1st June 2017 by Daniella Quaglia
Of all our homegrown crops, it is our fresh herbs that make the biggest difference to the flavours that come out of the Clarke kitchen. The addition of homegrown tarragon to a summer salad or a fresh mint tea is so much nicer than using shop bought herbs.
When planning to grow herbs there are two main considerations: the first is to grow them in a sunny part of the garden, and the second is to have them as near to the kitchen as possible.
Herbs are very forgiving plants to grow. Many of our favourites, such as rosemary, thyme and sage, come from the baking hills of the Mediterranean and do best in poor soil. Others, like parsley, coriander, basil and dill, are annuals that grow quickly and easily.
This group includes culinary herbs such as rosemary, thyme, sage, tarragon, coriander, bay and oregano. Decorative and medicinal herbs such as lavender, santolina, artemisia and hyssop share the same growing conditions – full sun, very good drainage and – counterintuitively – poor soil. You must be cruel to be kind to these plants.
Like any other annual plant, annual herbs do all their growing, flowering and seed production within one growing season. Many promptly die, although some can live on for a few more years. But the gardener can harness this speed of production through managing seeds.
Sow them in spring and you will have a crop. Sow some every few months and you have more than a crop, you have a daily supply.
Some herbs are herbaceous perennials that survive the winter by the top growth all dying back in autumn, with fresh foliage and flowers appearing in spring and summer. My own favourites from this group are mint, chives, loveage, marjoram, fennel, sorrel, tarragon and horseradish.

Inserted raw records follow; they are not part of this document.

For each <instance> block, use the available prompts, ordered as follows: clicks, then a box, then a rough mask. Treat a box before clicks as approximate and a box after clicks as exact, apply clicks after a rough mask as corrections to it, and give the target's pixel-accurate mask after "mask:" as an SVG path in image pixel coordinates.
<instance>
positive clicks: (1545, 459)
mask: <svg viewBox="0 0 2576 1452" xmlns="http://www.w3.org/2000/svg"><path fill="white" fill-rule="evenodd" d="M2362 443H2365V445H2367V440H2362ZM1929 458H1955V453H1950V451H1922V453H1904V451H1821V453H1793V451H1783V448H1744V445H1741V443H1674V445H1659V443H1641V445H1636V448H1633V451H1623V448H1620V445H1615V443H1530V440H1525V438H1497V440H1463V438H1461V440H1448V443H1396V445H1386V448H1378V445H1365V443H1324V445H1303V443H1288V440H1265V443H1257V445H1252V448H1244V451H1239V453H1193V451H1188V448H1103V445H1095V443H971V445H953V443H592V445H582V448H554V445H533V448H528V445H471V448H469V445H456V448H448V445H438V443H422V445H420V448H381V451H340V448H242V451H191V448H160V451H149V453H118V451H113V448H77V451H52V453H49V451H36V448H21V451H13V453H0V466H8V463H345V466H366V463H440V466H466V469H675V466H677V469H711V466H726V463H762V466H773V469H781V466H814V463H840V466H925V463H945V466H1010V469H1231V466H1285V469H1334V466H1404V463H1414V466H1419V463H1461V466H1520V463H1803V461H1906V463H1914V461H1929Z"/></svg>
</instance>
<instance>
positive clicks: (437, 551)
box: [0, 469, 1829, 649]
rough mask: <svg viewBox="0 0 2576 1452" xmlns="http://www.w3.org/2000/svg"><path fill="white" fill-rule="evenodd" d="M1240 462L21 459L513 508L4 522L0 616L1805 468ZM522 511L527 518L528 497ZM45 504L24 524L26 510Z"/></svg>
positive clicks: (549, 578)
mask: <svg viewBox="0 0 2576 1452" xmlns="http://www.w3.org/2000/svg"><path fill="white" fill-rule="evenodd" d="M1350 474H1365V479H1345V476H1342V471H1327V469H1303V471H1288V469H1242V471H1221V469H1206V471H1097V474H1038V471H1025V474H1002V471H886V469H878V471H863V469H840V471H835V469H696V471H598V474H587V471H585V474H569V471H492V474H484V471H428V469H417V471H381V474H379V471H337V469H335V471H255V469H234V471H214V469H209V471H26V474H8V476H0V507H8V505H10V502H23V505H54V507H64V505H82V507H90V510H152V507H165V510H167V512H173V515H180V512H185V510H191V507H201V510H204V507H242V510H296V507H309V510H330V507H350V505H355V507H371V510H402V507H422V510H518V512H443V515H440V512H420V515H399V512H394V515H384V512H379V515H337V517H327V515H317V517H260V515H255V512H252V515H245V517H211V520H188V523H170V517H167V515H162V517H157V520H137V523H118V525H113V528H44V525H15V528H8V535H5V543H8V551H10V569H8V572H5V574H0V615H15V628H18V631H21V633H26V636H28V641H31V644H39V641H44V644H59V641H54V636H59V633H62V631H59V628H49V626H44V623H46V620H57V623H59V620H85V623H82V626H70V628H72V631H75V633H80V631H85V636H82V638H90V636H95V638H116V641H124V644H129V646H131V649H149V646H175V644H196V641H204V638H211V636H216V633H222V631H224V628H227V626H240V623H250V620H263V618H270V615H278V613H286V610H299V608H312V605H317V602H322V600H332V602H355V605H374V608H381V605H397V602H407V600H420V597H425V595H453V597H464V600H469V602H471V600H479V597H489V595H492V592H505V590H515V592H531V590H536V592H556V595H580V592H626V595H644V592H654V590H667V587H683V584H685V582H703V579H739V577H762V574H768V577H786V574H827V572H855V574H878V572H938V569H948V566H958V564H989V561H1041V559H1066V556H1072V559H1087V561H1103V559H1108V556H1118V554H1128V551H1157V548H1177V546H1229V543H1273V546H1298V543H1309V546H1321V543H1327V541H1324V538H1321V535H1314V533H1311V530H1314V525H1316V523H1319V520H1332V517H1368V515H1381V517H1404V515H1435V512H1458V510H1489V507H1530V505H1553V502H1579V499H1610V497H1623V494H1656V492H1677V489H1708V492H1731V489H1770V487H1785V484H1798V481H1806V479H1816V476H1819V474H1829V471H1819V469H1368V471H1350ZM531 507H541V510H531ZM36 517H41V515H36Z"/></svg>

We have created a mint bed because we love fresh mint tea. People keep telling us that it is invasive, but because we use so much of it we keep it in check.
There are many different mints, but the three to grow for the kitchen are spearmint (Mentha spicata), peppermint (Mentha x piperita) and apple mint (Mentha suaveolens).
The first two make very good teas that soothe a troubled stomach as well as being useful in the kitchen, while apple mint is the best for new potatoes.